Réussir un entretien est tout d’abord une affaire de préparation matérielle. On privilégiera ainsi un format et un cadre calme assurant un climat de confiance et la confidentialité des échanges, pour un entretien allant de 30 minutes à une heure.  Les conditions de l’entretien doivent privilégier tant que possible le point de vue de la personne interrogée, en la laissant choisir le lieu et le mode d’échange qu’elle préfère. Déterminez s’il est préférable de s’entretenir à son domicile, sur le lieu d’accès au service, dans un espace d’attente ou dans un espace privé.

Cet entretien n’est ni un interrogatoire ni un questionnaire linéaire. Evitez tant que possible de « lire » le guide d’entretien de même que la prise de notes en direct (en préférant l’enregistrement audio, avec bien sûr accord préalable de la personne).

Des questions claires et adaptées

La formulation des questions doit être simple et précise. Il faut d’abord s’assurer que ces questions font sens pour son interlocuteur et qu’il pourrait lui-même se poser. La langue utilisée doit être accessible : n’utilisant pas de sigles, jargons internes, etc.
Pensez à limiter le nombre de questions et de sujets à traiter.
Commencez par des questions factuelles relatives au profil et aux pratiques, auxquelles il sera facile à la personne de répondre (âge, profession, fréquence à laquelle elle recourt au service, de quelle façon) en veillant à ne demander qu’une seule chose à la fois.

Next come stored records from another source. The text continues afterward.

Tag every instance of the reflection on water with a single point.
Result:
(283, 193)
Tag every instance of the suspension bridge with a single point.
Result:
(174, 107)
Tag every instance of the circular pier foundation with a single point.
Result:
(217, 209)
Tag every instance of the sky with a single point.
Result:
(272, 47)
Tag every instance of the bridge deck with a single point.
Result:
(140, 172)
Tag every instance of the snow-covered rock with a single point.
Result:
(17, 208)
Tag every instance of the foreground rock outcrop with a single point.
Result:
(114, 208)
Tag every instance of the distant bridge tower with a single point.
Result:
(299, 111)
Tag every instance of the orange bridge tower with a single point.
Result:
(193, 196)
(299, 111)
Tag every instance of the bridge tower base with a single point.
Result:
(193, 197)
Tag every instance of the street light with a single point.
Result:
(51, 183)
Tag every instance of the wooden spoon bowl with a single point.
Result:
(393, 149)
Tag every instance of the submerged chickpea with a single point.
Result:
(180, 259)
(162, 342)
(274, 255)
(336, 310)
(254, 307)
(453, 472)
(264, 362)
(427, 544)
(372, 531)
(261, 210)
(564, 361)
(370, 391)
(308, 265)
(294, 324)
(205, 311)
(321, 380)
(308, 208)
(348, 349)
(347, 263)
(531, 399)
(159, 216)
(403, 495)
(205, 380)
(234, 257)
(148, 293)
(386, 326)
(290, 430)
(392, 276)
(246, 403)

Pour démarrer l’échange, on invitera l’usager « à se raconter » pour le faire entrer dans une logique de récit en lui demandant de décrire des expériences, des parcours, des pratiques… Abordez ensuite les motivations et les attentes : qu’est-ce qui vous plaît et ne vous plaît pas ? Pourquoi ? Qu’est-ce que vous préfèreriez ? etc… 
Privilégiez les types d’interrogations favorisant l’expression libre avec des questions ouvertes qui ne suggèrent pas la réponse dans la formulation. Il est important de ne pas juger les propos de la personne interrogée et de prendre en note des phrases caractéristiques de la situation de la personne (appelées verbatim).  
Les relances sont fondamentales pour animer la conversation, on pourra rebondir sur le discours de la personne interrogée, en demandant des précisions ou des exemples.
 Au terme de l’échange, demandez-leur s’ils ont quelque chose à ajouter, et s’ils souhaitent être recontactés.

Analyser

Après avoir passé les entretiens et les avoir retranscris, il est important de faire une analyse de chacun des entretiens mais aussi de faire une analyse sur l’ensemble de ces entretiens. L’objectif est de passer de problèmes individuels à des problématiques partagées. On distinguera parmi celles-ci des tendances majeures et mineures  venant éclairer la problématique de départ de l’enquête.